Un percorso ben costruito con interessanti cambi di ritmo

Fra i passaggi più eloquenti del percorso, Frumento è forse quello che meglio attesta la poetica della casa. Il riferimento al frumento alpino “Sur En”, all’orzo nudo e alla segale invernale di Teglio compone un piatto che ha il passo del paesaggio, prima ancora che della tecnica. Il cereale, qui, non è supporto ma racconto.

Di tutt’altra matrice, eppure ugualmente riusciti, i Tagliolini fatti in casa con limone, scalogno e polvere di capperi, costruiti su un equilibrio molto netto fra acidità, dolcezza aromatica e sapidità. Il risultato è una tensione sottile, giocata su precisione e pulizia.
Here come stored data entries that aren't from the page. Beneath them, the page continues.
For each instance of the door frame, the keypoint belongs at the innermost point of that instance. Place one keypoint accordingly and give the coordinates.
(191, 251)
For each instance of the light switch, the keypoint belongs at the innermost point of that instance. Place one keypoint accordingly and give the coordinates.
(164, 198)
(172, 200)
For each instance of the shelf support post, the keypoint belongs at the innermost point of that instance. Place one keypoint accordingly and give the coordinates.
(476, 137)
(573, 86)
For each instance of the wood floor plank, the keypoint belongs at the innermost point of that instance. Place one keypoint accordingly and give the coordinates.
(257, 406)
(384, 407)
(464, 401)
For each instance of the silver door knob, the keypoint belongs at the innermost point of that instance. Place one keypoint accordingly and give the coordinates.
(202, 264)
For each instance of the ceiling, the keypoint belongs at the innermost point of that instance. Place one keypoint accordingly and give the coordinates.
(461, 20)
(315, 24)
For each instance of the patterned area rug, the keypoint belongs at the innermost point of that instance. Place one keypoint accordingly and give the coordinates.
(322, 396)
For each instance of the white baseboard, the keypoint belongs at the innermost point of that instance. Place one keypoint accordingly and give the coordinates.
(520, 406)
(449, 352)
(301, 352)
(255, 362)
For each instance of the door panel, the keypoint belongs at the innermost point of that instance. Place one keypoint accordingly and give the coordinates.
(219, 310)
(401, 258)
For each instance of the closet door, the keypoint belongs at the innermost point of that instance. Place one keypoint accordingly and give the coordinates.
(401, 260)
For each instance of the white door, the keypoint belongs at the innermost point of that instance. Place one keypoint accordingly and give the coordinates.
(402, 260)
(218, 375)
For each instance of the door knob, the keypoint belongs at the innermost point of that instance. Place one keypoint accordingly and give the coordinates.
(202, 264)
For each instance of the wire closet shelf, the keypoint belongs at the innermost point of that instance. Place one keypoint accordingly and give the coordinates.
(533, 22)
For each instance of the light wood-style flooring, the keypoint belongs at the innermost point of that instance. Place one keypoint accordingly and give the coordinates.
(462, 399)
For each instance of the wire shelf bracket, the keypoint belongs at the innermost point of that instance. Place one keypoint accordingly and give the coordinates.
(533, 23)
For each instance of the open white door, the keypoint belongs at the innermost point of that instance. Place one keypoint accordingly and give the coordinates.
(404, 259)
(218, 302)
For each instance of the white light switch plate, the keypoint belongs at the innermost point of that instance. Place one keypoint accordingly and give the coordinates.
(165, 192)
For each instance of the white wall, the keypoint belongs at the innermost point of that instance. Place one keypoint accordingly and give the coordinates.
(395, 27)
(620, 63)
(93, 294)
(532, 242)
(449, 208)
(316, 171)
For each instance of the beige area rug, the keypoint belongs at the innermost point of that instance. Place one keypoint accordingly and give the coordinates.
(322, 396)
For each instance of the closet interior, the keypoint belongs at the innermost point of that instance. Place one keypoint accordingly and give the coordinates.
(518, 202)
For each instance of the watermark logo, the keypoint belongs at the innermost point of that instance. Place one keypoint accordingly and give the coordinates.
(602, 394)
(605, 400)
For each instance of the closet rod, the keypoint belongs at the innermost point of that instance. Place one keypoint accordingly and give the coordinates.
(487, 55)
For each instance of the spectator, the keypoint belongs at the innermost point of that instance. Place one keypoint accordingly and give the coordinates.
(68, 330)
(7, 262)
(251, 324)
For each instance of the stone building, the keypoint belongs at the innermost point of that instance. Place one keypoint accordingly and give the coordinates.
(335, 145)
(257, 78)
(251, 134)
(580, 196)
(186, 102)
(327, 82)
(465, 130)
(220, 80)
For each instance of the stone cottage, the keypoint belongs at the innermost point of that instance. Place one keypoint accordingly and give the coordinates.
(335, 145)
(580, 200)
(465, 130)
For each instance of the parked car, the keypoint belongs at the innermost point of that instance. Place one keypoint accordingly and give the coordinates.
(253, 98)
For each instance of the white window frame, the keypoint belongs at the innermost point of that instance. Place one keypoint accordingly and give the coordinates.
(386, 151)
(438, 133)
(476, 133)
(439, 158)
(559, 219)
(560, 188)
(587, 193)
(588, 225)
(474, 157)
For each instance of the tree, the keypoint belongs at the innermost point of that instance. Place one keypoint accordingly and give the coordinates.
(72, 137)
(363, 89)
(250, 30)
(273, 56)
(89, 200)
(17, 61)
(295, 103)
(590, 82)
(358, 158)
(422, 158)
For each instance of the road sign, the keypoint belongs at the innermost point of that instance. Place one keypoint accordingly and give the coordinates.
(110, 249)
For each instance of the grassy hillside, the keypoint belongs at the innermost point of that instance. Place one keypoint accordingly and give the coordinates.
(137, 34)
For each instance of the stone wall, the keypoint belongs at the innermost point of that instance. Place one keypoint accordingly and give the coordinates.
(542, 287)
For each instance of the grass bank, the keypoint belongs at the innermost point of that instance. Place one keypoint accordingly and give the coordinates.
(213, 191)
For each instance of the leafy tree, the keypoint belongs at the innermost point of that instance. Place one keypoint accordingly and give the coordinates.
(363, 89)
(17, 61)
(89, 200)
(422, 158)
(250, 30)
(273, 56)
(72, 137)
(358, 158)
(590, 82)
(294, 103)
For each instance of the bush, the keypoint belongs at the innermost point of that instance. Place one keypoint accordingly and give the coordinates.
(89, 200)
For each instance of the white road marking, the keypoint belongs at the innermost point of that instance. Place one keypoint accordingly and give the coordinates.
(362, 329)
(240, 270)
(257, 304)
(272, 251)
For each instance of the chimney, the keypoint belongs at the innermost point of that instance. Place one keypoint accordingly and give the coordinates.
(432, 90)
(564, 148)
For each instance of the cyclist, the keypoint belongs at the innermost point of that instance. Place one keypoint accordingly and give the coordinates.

Il Sesamo, panato e fritto con combava e yuzu kosho, introduce invece il lato più nervoso e vibrante della cucina. La frittura porta materia e croccantezza, mentre agrumi e fermentazione incidono il piatto con una freschezza tagliente e contemporanea.

Il percorso degustazione lavora per nuances, intervallando densità e slanci, tocchi terrosi e spinte agrumate, comfort e scarto. Ogni piatto sembra cercare un proprio punto di equilibrio senza mai irrigidirsi in una formula, e proprio per questo il percorso evita con intelligenza la prevedibilità in cui, talvolta, inciampano le cucine vegetali più concettuali. Si avverte un’idea di sviluppo controllata, una cucina consapevole e raffinata, che può apparire fredda ma non lo è, costruita con rigore e senza compiacimenti intellettuali. Soprattutto, è una cucina che sta acquistando una identità più nitida.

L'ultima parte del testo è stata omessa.